I think that’s one of my biggest fears: my husband leaving me. Worse yet, leaving me without trying to get help for it. Early on in my depression stages, I made sure that I checked with him about his openness to getting help. I wanted to make sure that he would be willing to work through our problems if it came to that, so that we didn’t just give up on each other. He agreed, and it relieved me almost instantly. I could tell that no matter how bad it might seem to get between our communication together, he was willing to seek outside help for the better of our relationship. Not all men are open to that, and I know I am lucky. But still. The nagging thought that it could still happen without my realizing it haunts me.
My sister went through a divorce. I am younger than her, so I was clueless as to what was actually going on. Not sure if my parents meant to, but they sheltered me from a lot so I honestly thought it “came up” quickly and then her marriage was over. Nope. He was cheating for awhile, jealous of her academia, and also jealous of her closeness with my other sister (they are twins). It was weird for awhile, but I think she was more willing than he was to work it out. He just ran into another woman’s vagina-ahem, I mean, arms. Regardless, even if she knew it was coming or not, I couldn’t imagine what my sister had gone through so early on in her married life. How was it that he just decided he didn’t want to work through it?

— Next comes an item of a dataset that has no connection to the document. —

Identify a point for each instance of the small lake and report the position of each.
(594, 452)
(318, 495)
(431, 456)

And did he think about what was going to happen as a result? (My sister is now happily married with two beautiful children so in hindsight, it was the best thing that ever happened to her.)
I’m not sure if you are supposed to tell your significant other or not, but I will say to mine every now and again that I wouldn’t know what to do if he left me (not in a crazy or creepy sort of way, just more as a matter of fact and sharing my thoughts – I promise). We have made such an awesome life for ourselves, with two cute and mischievous children, and we finally have worked through the kinks of our sex life and our communications (for the most part, anyway). But that worry is still there. I guess if I did something really bad, it would warrant us divorcing. And if I didn’t, and he still wanted to, how do you deal with that? I don’t let it consume me, these thoughts. It only comes out at times like this, when I am thinking about my coworker and how awful I feel for her. I am hoping that it is just naivete that is making me think that someone could just leave another without knowing why.